2015-10-19 15:04:29 | 日記
 戦後70年の企画として日本における戦争やその後の歴史を省みるものがいろいろあるが、

珍しくナチスの強制収容所で命を落とした人たちへの鎮魂をテーマにしている。

 出演者 演奏される作曲家ともにアウシュビッツに何らかの関わりある人たちである。

クラシックに詳しくない私には知らない名前ばかりで、曲も難解といえば難解である。

しかしやや高音のメロデイはやさしくまた激しく、とにかく美しい。交感神経の昂ぶりがちな

日常から離れ副交感神経を呼び覚ましてくれるのであろう。ゆったりと心がほぐれ眠たくさえ

なる。瞬時睡魔に襲われた後目を覚まして気づくと隣席の男性もお眠りの様子。

 ピアノ:ギリアード・ミショリ 1960年エルサレム生

     曲目の「逃亡ーA.マイケルズの小説を読んで」の主人公はポーランドの村に生ま

     れ育ったユダヤ系少年。ナチスにより家族全員を失いながら森や沼を逃げ、大戦の

     間ギリシャの島に身を隠して生き延び、なくなった姉の奏でた音楽に思いを馳せる
     
     
     ミショリはこの小説の豊かで音楽的に波打つような文体に触発されてピアノ曲を

     書き、2005年第2次世界大戦終結60周年を記念した南西ドイツ放送の特別演奏会

     で初演した。

      彼は優勝なピアニストの中でもすぐれたテクニシャンだと思う。ピアノが壊れ

     るかと驚くような左手の低音の力強さ、右手のかそかな高音。

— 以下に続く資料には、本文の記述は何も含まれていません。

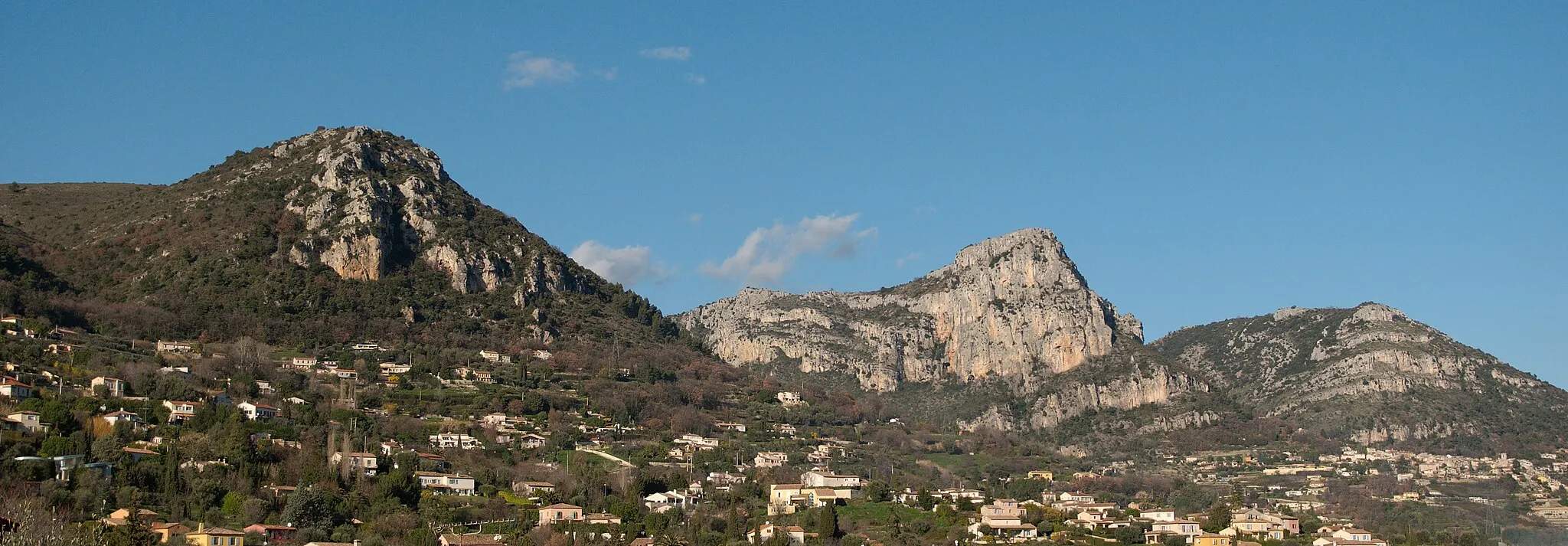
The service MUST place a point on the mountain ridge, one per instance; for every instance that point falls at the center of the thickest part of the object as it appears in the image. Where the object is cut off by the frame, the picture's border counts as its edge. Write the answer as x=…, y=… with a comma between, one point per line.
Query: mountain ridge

別の曲では生き残る

     ために必死で挑戦する”狂気”を表現するのに、グランドピアノの中に腕を入れ

     て弦を引っ張るなど、見せ場も作る。
 
 ヴァイオリン:ギオルギ・バブアゼ 1961年グルジア国トビリシ生

      曲目 ロボダ:無伴奏ヴァイオリンのための「モノローグ・レクエイム」

      ロボダはグルジア国の首都トリビシアで、ユダヤ系の一家に生まれる。この曲は      
      亡父のために書かれた悲しみに満ちた葬送行進曲であり日本初演である。

      管弦楽団の芸術監督や主席指揮者、交響楽団のコンサートマスターなどを歴任。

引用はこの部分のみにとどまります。